Is political talk backed by action?

Greenwash is a superficial display of environmental concern to cover policies or actions. Former Vice President Al Gore recently told us about corporations with goals for reducing climate change backed by little action or evidence. “There remains a yawning gap between long-term climate goals and near-term action plans.” He urged vigilance in the public.

We can see greenwash here in Bainbridge Island politics. One example is the claim that preventing more housing density and development will benefit the environment. Preventing more development would have lots of benefits for those who own houses on the island now. It would increase property values, limit local traffic and protect some trees. These can all sound nice to an island homeowner. But claiming real environmental benefits is bogus. Limiting growth on the island drives it to the rest of Kitsap County and other exurbs, farther away from the biggest city in the state.

Sprawl damages the land, reduces the efficiency of public transit and increases gas emissions.
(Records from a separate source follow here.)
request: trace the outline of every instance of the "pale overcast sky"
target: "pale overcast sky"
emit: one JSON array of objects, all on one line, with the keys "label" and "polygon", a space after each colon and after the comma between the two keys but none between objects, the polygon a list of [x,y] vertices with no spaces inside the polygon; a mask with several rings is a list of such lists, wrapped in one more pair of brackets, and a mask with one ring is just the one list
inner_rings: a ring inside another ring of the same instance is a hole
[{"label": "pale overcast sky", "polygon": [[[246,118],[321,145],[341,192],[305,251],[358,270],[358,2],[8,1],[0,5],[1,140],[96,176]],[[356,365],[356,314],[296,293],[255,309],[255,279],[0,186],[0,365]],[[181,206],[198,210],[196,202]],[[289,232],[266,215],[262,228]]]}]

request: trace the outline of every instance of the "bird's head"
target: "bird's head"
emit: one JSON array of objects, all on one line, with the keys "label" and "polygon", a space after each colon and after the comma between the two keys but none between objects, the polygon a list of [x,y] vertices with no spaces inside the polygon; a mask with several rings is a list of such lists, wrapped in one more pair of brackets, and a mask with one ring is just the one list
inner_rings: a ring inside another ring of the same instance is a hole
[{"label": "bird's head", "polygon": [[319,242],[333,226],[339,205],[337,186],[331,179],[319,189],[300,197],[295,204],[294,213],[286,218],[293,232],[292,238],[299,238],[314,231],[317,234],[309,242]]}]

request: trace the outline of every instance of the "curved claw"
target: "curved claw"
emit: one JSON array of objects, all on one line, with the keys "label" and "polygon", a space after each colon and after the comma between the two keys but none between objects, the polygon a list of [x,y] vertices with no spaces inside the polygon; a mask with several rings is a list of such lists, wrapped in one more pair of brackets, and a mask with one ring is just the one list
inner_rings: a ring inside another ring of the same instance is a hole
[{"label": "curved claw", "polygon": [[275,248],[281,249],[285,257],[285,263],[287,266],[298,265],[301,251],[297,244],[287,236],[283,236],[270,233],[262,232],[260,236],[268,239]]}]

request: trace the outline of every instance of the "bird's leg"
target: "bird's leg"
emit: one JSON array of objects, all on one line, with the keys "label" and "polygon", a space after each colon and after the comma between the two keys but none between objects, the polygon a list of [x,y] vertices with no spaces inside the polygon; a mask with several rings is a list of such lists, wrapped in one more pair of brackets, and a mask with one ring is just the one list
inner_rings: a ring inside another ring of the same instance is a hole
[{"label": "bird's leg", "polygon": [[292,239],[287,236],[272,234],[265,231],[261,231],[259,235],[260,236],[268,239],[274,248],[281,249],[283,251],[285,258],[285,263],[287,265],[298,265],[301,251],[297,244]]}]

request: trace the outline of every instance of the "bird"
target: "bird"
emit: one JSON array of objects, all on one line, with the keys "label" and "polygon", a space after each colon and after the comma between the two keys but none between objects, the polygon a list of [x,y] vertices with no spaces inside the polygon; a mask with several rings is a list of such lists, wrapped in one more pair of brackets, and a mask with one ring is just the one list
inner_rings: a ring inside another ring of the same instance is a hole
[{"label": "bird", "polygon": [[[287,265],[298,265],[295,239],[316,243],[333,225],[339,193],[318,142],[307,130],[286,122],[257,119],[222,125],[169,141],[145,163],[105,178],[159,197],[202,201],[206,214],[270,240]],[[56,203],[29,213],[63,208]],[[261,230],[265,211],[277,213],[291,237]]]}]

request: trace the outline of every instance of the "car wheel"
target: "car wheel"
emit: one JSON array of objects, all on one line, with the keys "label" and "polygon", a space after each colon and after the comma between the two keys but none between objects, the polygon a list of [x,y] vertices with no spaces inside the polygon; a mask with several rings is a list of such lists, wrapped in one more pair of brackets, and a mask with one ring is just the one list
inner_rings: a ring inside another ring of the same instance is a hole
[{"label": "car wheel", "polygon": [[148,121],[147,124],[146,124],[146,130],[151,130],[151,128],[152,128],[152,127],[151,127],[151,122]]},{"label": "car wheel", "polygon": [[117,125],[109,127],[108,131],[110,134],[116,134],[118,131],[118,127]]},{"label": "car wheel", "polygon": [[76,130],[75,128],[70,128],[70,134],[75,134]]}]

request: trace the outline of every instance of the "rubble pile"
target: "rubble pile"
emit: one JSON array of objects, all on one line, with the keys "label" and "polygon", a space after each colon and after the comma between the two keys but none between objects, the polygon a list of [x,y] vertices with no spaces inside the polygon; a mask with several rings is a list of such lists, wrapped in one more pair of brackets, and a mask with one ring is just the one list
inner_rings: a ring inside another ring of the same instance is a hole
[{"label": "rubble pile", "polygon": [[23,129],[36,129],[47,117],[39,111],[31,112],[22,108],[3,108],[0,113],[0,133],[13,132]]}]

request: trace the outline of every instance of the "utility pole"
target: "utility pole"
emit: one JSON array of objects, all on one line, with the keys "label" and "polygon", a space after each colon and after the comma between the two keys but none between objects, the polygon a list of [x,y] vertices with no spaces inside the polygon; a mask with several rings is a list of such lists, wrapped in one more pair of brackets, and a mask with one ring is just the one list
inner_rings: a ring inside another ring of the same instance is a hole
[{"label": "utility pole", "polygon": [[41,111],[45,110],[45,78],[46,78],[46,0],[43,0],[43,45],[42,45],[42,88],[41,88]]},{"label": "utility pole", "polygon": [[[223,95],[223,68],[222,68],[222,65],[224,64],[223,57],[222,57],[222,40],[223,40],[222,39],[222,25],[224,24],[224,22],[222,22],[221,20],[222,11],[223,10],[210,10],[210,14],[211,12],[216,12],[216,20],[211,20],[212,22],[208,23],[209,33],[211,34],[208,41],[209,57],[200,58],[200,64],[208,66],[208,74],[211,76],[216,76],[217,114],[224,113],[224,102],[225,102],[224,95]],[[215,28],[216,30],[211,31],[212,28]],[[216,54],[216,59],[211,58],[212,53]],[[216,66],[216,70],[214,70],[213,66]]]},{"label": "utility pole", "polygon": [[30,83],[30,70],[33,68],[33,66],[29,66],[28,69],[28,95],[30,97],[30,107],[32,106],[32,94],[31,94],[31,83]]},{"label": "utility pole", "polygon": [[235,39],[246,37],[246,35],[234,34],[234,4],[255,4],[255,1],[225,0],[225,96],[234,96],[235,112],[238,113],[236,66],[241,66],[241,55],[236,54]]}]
Aside from its environmental damage, preventing growth on the island would reduce housing affordability and stand in the way of diversity.
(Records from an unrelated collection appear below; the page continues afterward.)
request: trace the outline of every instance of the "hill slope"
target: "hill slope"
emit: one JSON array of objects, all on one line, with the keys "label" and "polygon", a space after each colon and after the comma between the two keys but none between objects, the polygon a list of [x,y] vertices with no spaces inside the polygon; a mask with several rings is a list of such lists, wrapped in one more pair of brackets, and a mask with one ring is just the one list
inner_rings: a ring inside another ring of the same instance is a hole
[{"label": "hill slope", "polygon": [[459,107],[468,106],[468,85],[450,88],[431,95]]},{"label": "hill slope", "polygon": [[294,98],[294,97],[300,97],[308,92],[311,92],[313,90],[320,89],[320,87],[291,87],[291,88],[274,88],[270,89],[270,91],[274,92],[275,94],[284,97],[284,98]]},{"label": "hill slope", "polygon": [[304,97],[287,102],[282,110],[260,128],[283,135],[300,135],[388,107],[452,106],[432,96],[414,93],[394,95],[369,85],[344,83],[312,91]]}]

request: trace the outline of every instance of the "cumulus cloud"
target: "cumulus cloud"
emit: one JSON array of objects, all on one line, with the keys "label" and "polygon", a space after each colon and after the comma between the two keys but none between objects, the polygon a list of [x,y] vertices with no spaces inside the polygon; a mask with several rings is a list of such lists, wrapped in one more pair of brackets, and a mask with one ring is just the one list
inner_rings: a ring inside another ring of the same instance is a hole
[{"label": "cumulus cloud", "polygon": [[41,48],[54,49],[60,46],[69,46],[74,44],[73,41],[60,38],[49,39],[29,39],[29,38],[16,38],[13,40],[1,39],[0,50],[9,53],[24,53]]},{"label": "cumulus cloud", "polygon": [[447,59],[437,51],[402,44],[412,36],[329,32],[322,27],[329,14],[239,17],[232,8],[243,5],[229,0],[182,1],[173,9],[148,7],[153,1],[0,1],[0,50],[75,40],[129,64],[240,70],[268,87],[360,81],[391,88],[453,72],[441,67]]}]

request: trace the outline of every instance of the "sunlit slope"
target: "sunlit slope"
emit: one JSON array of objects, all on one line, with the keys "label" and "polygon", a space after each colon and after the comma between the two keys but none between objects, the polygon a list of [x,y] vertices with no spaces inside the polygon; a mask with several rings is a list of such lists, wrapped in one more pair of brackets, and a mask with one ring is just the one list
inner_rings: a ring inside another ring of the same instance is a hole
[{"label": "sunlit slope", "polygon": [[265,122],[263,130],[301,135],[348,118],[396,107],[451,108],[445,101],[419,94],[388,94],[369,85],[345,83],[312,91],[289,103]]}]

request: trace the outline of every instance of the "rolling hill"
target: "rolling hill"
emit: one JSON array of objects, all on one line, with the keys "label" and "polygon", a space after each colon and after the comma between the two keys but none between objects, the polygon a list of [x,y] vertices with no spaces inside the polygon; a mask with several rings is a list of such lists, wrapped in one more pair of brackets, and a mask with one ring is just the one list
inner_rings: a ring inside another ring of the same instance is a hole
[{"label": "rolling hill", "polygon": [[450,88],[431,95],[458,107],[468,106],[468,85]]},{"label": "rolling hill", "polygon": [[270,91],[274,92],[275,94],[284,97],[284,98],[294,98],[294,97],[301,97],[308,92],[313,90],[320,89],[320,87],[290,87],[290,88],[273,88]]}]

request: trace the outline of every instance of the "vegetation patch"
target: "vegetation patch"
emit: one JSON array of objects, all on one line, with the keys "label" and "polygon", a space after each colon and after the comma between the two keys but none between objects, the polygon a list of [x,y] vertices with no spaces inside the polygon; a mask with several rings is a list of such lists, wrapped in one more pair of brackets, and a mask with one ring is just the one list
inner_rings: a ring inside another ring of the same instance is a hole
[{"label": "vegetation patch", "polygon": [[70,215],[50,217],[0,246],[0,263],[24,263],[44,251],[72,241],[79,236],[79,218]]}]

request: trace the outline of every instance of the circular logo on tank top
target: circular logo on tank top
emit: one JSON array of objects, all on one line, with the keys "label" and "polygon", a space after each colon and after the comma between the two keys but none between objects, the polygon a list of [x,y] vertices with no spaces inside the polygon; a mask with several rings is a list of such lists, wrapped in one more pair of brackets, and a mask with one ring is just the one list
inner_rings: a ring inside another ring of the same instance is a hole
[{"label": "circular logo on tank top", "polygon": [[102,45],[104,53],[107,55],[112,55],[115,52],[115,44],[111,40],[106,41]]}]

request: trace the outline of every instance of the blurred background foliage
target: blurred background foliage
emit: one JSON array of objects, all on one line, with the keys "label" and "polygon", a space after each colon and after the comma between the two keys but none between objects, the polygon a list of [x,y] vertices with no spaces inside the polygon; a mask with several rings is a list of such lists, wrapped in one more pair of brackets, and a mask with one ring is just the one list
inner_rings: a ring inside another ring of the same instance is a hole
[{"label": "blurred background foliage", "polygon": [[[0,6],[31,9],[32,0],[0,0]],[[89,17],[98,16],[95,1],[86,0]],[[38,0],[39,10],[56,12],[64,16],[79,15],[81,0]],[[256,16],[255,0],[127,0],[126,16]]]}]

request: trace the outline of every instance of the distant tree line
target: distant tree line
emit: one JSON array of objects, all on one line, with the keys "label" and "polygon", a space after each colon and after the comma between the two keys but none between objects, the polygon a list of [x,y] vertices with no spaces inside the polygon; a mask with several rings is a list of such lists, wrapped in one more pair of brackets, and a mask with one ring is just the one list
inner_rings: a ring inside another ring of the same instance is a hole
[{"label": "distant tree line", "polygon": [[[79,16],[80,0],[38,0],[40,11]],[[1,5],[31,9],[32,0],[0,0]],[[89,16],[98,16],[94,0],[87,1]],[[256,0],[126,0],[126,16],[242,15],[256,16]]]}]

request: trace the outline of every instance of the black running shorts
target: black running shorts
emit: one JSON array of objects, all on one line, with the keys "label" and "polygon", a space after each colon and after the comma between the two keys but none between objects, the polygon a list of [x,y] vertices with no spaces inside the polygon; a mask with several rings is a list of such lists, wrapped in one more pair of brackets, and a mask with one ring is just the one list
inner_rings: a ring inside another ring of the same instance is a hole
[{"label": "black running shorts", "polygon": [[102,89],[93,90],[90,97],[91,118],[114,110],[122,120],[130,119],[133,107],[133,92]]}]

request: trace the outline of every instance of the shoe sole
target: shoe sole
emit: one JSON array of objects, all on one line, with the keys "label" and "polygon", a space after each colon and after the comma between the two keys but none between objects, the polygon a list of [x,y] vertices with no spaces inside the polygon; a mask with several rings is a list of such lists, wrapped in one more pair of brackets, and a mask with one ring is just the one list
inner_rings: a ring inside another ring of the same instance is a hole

That is a possible future. The city is hitting us with greenwash now in its transportation planning. The Sustainable Transportation Planning project ignores the basic road safety improvements for walkers and bikers in the city’s comprehensive plan, which meets state law, and justifies this with climate change as the top priority. The planners think road safety isn’t enough and want to make non-moto routes that are comfortable for everybody. They say this would dramatically replace auto travel with cycling and thus reduce gas emissions.

If such routes were feasible in number any time soon, sure. They’re not. After three years of planning, going on four, there are no specific proposals. For some, the wide and expensive Sound to Olympics trail is the minimum standard. The half mile we have so far has seen little use. Imagine 50 new miles of this across parks and private land throughout the island.

Outside the Sustainable Transportation planning, the shoulder improvements on Eagle Harbor Drive are a step in the right direction. They are in a road section that is dangerous and essential to cycling commuters. They are a small step, and delayed, and slow to complete, and won’t be followed by similar work for at least three years. Sustainable Transportation instead promises significant cycling improvements in 25 years, when autos will be mostly electric.

The saddest thing is that ignoring the city’s road safety plan in the last four years has largely prevented improvements that would have increased non-moto travel and reduced gas emissions now. These improvements also would have increased safety for walkers and bikers, a city obligation according to the comp plan. As elsewhere, greenwash is covering poor action and does nothing to improve the climate.

A lesson is, when a councilmember says climate change is their top priority, ask yourself whether this talk is backed by action, and whether they are doing the concrete public safety job for which they are elected. Vote accordingly.

Peter K. Harris has a doctorate from Yale in social science and has had a long career as a planner and policy analyst for the city of Seattle.